The common bream‘s home range is Europe north of the Alps and Pyrenees, as well as the Balkans. It is found as far east as the Caspian Sea, the Black Sea, and the Aral Sea.
The bream is usually 30 to 55 centimetres (12 to 22 in) long, though some specimens of 75 centimetres (30 in) have been recorded; it usually weighs 2 to 4 kilograms (4.4 to 8.8 lb).
It has a laterally flattened and high-backed body and a slightly undershot mouth. It is a silvery grey colour, though older fish can be bronze-coloured especially in clear waters. The fins are greyish to black, but never reddish.
The common bream can easily be confused with the silver or white bream (Blicca bjoerkna), in particular at the younger stages (see picture). The most reliable method of distinguishing these species is by counting the scales in a straight line downwards from the first ray of the dorsal fin to the lateral line. Silver bream has fewer than ten rows of scales, common bream has eleven or more. At the adult stage the reddish tint of the pectoral fin of the silver bream is diagnostic. Like other Cyprinidae, common bream can easily hybridise with other species, and hybrids with roach (Rutilus rutilus) can be very difficult to distinguish from pure-bred bream.
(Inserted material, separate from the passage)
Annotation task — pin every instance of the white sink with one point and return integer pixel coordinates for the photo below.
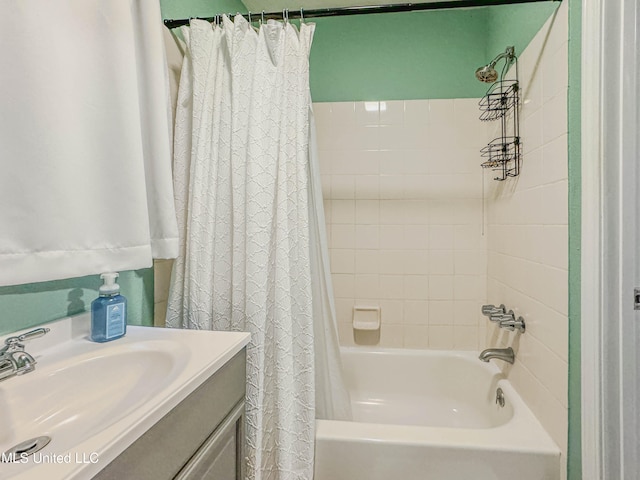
(94, 400)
The common bream lives in schools near the bottom. At night common bream can feed close to the shore and in clear waters with sandy bottoms feeding pits can be seen during daytime. The fish’s protractile mouth helps it dig for chironomid larvae, Tubifex worms, bivalves, and gastropods. The bream eats water plants and plankton as well.
In very turbid waters common bream can occur in large numbers, which may result in a shortage of bottom-living prey such as chironomids. The bream is then forced to live by filter feeding with its gill rakers, Daphnia water fleas being the main prey. As the fish grows, the gill rakers become too far apart to catch small prey and the bream will not then grow bigger than 40 centimetres (16 in). If a common bream is malnourished it can develop a so-called knife back: a sharp edge along its back.
Sea bream with tomatoes
Besugo a la espalda con tomates
• 4 sea bream
• 4 tomatoes
• 1 lemon
• Olive oil
• Herbs Provençale
• Black pepper
• Salt
Cut the fins off the sea bream with kitchen shears and using a sharp knife remove the heads.
Descale the fish and open up the middle for the spine supporting the backbone and sliding the knife horizontally to tail, so the fish will be open like a book. Then gut and clean them out without removing the spine.
Wash the lemon and cut into slices. Arrange the sliced tomatoes on a baking tray greased with oil.
Place the bream on the lemon slices open end up, cover with slices of Iemon and sprinkle with herbs. Season and sprinkle with a little olive oil. Bake 15 minutes at 180 ° C and serve.